Given question is

$(-1+i\sqrt3)^n + (-1-i\sqrt3)^n\\or,\bigg(\frac{2(-1+i\sqrt3)}{2}\bigg)^n + \bigg(\frac{2(-1-i\sqrt3)}{2}\bigg)^n\\or, 2^n\bigg(\frac{-1}{2} + i\frac{\sqrt3}{2}\bigg)^n + 2^n\bigg(\frac{-1}{2} - i\frac{\sqrt3}{2}\bigg)^n\\or, 2^n\bigg(cos\frac{2\pi}{3} + i \space sin\frac{2\pi}{3}\bigg)^n + 2^n\bigg(cos\frac{2\pi}{3} - i \space sin\frac{2\pi}{3}\bigg)^n\\ Now \space using \space DeMoivre's \space Theorem \space which \space says \space that \\(cos\theta +i \space sin\theta)^n = (cosn\theta + i \space sin n \theta) \space , n\in I$

$or, 2^n\bigg(cos\frac{2n\pi}{3}+i\space sin\frac{2n\pi}{3}\bigg)+ 2^n\bigg(cos\frac{2n\pi}{3}-i\space sin\frac{2n\pi}{3}\bigg)\\or, 2^n\bigg(cos\frac{2n\pi}{3}+i\space sin\frac{2n\pi}{3}+ cos\frac{2n\pi}{3}-i\space sin\frac{2n\pi}{3}\bigg)\\or, 2^n \bigg(2cos \frac{2n\pi}{3}\bigg)\\or, 2^{n+1}cos\frac{2n\pi}{3}$

Noe there are two cases:

Case 1: when n is a multiple of 3 (whether odd integer (like 3,9,15...) or even integer (like 6,12,18....)
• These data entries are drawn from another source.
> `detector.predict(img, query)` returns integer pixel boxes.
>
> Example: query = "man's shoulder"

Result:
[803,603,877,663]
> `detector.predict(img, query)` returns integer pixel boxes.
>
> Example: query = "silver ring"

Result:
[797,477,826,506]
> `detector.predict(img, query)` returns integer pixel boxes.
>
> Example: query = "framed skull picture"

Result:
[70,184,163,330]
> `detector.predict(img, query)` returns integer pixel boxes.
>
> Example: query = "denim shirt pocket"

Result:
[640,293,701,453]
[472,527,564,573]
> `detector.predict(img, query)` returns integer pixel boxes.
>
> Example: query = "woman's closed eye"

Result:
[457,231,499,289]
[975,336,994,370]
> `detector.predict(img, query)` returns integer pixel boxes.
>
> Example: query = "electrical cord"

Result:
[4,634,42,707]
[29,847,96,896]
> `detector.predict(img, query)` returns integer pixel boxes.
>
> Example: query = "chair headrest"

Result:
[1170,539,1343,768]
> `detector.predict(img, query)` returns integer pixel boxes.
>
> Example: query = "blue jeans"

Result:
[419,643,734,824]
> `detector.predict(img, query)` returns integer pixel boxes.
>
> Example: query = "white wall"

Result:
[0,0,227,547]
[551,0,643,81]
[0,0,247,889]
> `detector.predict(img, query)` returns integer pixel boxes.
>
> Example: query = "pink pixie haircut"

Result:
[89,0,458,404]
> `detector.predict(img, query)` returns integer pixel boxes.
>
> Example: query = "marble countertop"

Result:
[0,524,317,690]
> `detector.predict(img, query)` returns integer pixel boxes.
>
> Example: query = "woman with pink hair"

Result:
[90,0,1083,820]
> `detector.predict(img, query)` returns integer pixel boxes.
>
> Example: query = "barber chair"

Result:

Case 2: when n is not a multiple of 3 (like 1,2,4,5,7,.....)

Case 1: When n is a multiple of 3 as discussed above ..in this case the value of $cos\frac{2n\pi}{3}$ is always 1.

$so \space 2^{n+1}cos\frac{2n\pi}{3}= 2^{n+1}*1 = 2^{n+1}. (Proved)$

Case 2: When n is not a multiple of 3..in this case for all those values of n whether positive or negative $cos\frac{2n\pi}{3}$ will always lies either in 2^nd quadrant or in 3^rd quadrant and in these two quadrants cosine is negative and value of $cos\frac{2n\pi}{3}$ is always $-\frac{1}{2}$ .

Moreover in case of negative integers there will be no effect as cosine absorbs negative sign.

$so \space 2^{n+1}*cos\frac{2n\pi}{3}=2^{n+1}*(-\frac{1}{2})$

$= -2^{(n+1-1)}$

$= -2^n (Proved).$